Trusted Third Parties (TTPs) are a standard building block in secure systems and are used in many cryptographic protocols. A TTP is an entity which facilitates interaction between the users in a system. As the name suggests, TTPs are trusted, and can thus be relied on to perform critical parts of a protocol without need for external scrutiny. Due to this property, they can serve the role of making protocols easier to design, maintain and participate in.

Since TTPs are trusted, they often have access to some of the most sensitive information in a system; e.g., in backup systems, or when used for privileged roles such as certificate authorities. If a TTP is not as trustworthy as assumed, the consequences can be severe. This is often the case in practice, where multiple examples of failures among high-profile TTPs exist. For example, data leaks are common news and certificate authorities have been caught issuing incorrect certificates. This illustrates the problem that the trustworthiness of a TTP is often more of a convenient assumption than a system property motivated by properly investigated system mechanisms.

In academic literature, a common suggestion for how to adress the problem of assumed trust in TTPs is to just avoid TTPs entirely and instead rely on distributed systems. For example, blockchains are designed to fully eliminate TTPs such as banks from financial systems. In doing so, however, these systems also lose the benefits of using a TTP such as simpler design and efficient execution. With currently available tools, you are therefore forced to make a difficult choice between having your cake or eating it. If one wants the benefits of efficiency and simple design associated with TTPs, one also has to accept the risks associated with trusting a single party.

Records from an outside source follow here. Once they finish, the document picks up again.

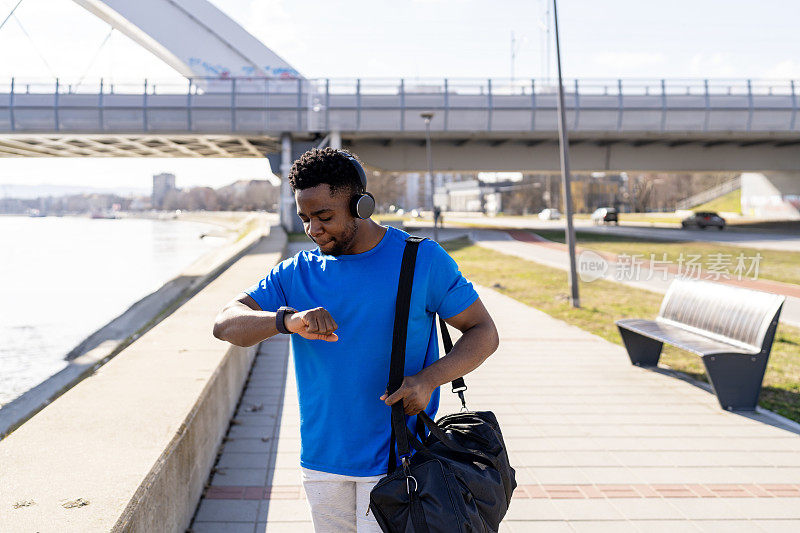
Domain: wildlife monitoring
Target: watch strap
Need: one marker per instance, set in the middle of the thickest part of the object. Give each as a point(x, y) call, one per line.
point(281, 316)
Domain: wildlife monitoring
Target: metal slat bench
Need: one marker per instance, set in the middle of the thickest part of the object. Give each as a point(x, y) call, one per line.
point(730, 328)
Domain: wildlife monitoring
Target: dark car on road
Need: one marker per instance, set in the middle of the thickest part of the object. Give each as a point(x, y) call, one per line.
point(703, 219)
point(605, 215)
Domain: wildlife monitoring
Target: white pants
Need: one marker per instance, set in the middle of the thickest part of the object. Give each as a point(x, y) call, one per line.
point(339, 503)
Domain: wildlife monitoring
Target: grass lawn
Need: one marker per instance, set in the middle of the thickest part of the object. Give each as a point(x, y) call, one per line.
point(603, 302)
point(774, 264)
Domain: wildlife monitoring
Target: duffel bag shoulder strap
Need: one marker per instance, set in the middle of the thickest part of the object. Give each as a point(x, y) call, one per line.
point(399, 336)
point(398, 361)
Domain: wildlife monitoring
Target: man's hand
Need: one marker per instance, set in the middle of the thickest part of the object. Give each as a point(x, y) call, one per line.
point(313, 324)
point(415, 393)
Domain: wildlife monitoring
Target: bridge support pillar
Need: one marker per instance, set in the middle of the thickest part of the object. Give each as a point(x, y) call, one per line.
point(771, 194)
point(288, 212)
point(336, 140)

In this thesis we intend to have our cake and eat it too. We investigate and propose novel tools and approaches for monitoring and forcing the behavior of TTPs, so that they can act as TTPs without having to be trusted to act correctly. This allows us to obtain the benefits of TTPs without introducing central points of failure.

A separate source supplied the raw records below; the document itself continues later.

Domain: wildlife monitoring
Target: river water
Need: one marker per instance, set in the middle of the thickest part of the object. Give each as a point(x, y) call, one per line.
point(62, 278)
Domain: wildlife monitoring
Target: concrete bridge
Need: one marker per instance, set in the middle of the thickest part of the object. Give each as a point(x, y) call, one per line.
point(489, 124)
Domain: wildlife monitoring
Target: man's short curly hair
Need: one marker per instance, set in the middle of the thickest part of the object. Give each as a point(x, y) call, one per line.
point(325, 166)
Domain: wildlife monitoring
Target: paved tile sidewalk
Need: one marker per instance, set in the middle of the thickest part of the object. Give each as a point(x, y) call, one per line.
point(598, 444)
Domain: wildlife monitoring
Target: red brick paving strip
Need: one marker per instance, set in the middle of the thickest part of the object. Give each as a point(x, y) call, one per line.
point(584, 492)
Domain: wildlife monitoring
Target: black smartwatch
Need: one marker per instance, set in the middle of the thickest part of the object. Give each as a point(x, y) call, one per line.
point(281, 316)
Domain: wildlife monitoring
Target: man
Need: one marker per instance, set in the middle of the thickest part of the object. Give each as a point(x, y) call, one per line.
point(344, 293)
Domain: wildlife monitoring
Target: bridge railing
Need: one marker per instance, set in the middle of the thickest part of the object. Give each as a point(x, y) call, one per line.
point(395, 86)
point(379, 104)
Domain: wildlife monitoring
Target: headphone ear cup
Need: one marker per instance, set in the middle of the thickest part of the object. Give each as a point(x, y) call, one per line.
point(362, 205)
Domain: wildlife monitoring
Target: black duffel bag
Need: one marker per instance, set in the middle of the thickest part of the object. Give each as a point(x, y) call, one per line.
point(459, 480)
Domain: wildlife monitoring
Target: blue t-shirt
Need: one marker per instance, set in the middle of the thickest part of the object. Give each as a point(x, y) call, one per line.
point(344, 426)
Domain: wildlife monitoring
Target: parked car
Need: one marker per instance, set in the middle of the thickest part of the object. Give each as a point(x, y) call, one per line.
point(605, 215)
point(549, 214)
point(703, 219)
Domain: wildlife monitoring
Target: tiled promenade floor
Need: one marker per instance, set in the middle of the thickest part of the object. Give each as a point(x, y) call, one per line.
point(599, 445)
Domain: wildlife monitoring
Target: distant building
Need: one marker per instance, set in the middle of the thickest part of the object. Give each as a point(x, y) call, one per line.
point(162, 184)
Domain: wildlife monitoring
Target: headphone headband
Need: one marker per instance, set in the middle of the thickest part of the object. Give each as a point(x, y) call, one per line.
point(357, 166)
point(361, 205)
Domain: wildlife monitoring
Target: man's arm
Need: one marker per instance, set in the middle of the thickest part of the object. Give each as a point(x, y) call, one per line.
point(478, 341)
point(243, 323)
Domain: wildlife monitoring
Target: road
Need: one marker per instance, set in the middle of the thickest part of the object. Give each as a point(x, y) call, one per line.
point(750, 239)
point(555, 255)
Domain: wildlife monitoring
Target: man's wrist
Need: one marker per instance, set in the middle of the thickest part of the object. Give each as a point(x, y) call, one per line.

The problem of establishing trustworthy third parties is investigated from different angles and for different scenarios. The first area of study is privacy revocation systems. In this area we introduce tools for making sure that privacy revocation authorities cannot misuse their powers without public detection, both in the specific case of Vehicular Ad-Hoc Networks and in the general case of Anonymous Credential systems. The second area of study is methods for avoiding exposure of sensitive data to intermediary TTPs in the Internet of Things (IoT). In this area, we investigate the feasibility of existing methods for reducing data exposure to proxies, and propose a novel protocol for central data aggregation without revealing individual user inputs to the central aggregating party. In the third area of study, we look at what type of attacks that can be defended against when using Trusted Execution Environments (TEEs) for storing sensitive information with a TTP. The fourth and final area is key transparency logs, which are systems for detecting illegitimate public keys served by a Public Key Infrastructure (PKI). In this area, we point out that current tools for key transparency have insufficient security, since they can only provide weak consistency. We therefore introduce a novel technique which gives strong consistency.